Sunday, September 30, 2012

Gangsters, dictators, monsters, and a crazy boss: Deceased Artiste Herbert Lom

When Herbert Charles Angelo Kuchacevich ze Schluderpacheru, better known as Herbert Lom, died last week at 95, most folks had assumed he had been gone for a while, as he effectively quit acting back in the early Nineties. Lom could be a very menacing and “mysterious” presence on film, but he is best known for doing a phenomenal job as Sellers' harassed boss in the Pink Panther films and for playing in an endless slew of mysteries, thrillers, and horror pictures.

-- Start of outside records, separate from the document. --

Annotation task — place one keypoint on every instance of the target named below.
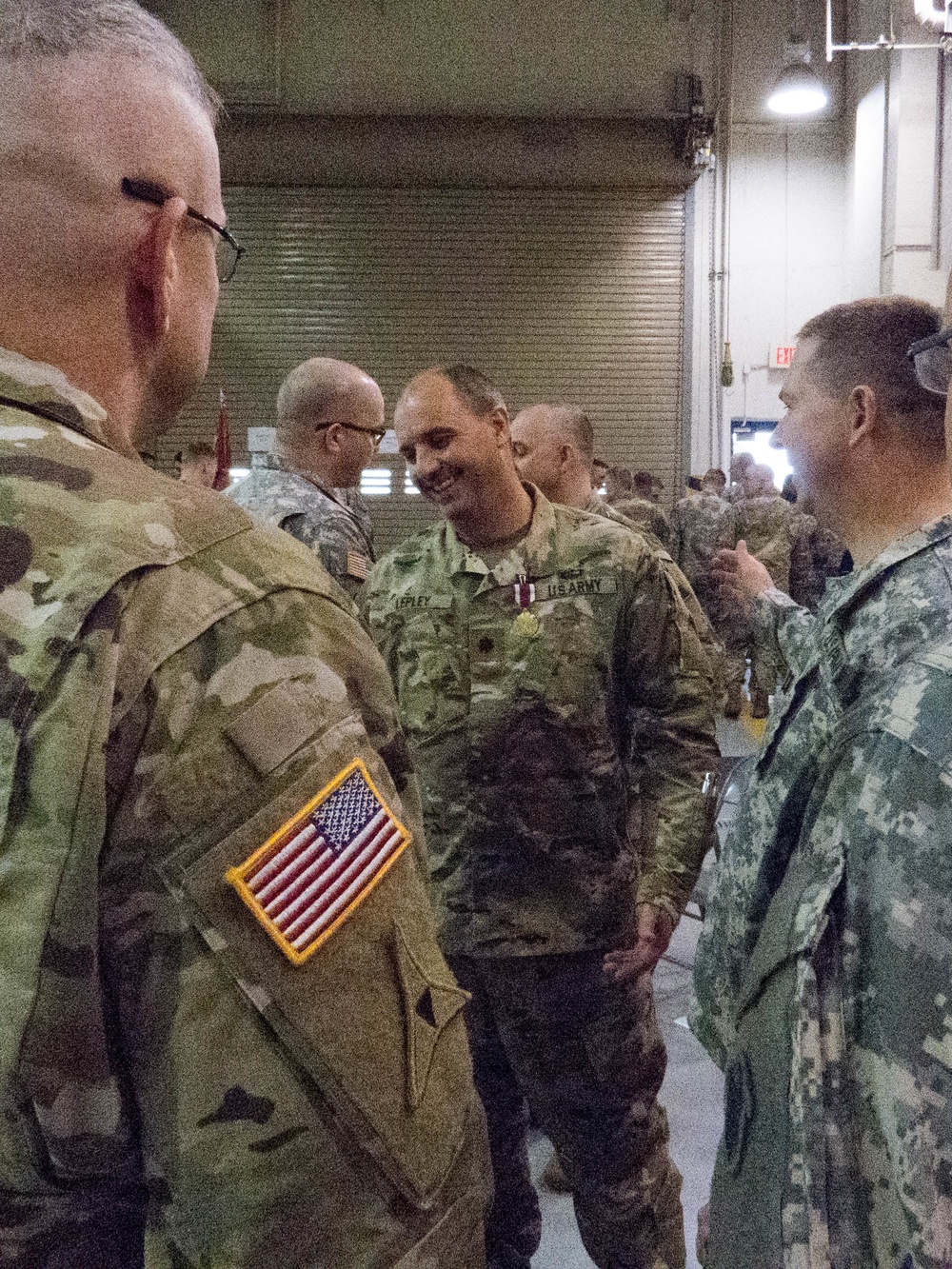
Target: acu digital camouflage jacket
(177, 685)
(320, 517)
(560, 712)
(823, 979)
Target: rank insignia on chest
(320, 865)
(526, 624)
(525, 591)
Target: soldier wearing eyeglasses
(823, 972)
(329, 424)
(224, 1013)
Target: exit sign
(781, 355)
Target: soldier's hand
(739, 575)
(654, 933)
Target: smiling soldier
(558, 700)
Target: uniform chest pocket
(428, 662)
(565, 659)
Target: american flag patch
(315, 869)
(357, 565)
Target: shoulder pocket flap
(373, 1016)
(794, 924)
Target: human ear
(863, 415)
(499, 422)
(155, 273)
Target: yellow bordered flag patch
(310, 876)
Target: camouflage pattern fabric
(559, 744)
(589, 1059)
(822, 979)
(360, 507)
(301, 506)
(701, 525)
(647, 515)
(817, 555)
(177, 684)
(768, 525)
(712, 643)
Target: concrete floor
(692, 1090)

He was born in Czechoslovakia as the son of a count (!) in 1917. By 1939, he'd already appeared in small roles in two Czech films, but he wanted to “make good” and someday meet Greta Garbo (he finally did, but after she had been out of the biz for many years).

His 1939 journey to England with his girlfriend changed his life forever – the trip sadly ended her life, as she was turned back at Dover and wound up dying in a concentration camp (Lom spoke fondly of her in one of the last newspaper interviews he did, nearly six decades after the end of the war). He parents survived the war and joined him in England in peacetime.

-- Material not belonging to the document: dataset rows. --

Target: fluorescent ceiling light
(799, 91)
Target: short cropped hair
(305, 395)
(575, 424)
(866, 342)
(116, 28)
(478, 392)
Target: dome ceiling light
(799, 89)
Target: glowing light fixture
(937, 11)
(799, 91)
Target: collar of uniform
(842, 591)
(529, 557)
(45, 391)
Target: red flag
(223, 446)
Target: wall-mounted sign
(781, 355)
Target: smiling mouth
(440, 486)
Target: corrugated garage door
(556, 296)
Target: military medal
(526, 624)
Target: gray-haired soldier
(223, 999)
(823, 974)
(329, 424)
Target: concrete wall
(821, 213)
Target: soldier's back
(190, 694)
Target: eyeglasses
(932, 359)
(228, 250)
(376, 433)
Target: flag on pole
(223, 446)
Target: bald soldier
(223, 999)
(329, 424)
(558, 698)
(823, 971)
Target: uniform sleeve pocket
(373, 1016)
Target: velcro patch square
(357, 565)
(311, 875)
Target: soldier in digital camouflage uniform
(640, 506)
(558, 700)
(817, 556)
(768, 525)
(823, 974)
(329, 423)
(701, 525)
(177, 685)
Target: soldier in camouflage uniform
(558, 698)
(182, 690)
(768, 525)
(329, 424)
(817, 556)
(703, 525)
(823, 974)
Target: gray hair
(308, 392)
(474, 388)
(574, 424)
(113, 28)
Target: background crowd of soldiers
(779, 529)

Lom had an auspicious debut in British cinema, playing Napoleon in The Young Mr. Pitt (1942); he later played Nap again in War and Peace (1956). He worked steadily in British film and TV for the next half-century, with two of his early roles catching attention elsewhere, as a therapist in The Seventh Veil (1945) and as a refined but dangerous gangster in the wonderful noir Night and the City (1950).

His varied career found him singing onstage as the King of Siam in the West End production of The King and I and writing two novels (about Christopher Marlowe, and the inventor of the guillotine). As noted, he played in a LOT of thrillers and horror films, including not one but two versions of Agatha Christie's Ten Little Indians (the 1974 and 1989 versions; the trailer for the former can be found here).

Perhaps his worst credit (I'm going to take a bet this is the worst by far – and that includes Mark of the Devil, about which more below) – is Going Bananas (1987), a comedy with Jimmie Walker and Dom DeLuise (here's a Lom-less sequence that is mind-boggling).. But let us not dwell on the worst moments of Lom's career, and instead celebrate the finest. Or at least the most notorious...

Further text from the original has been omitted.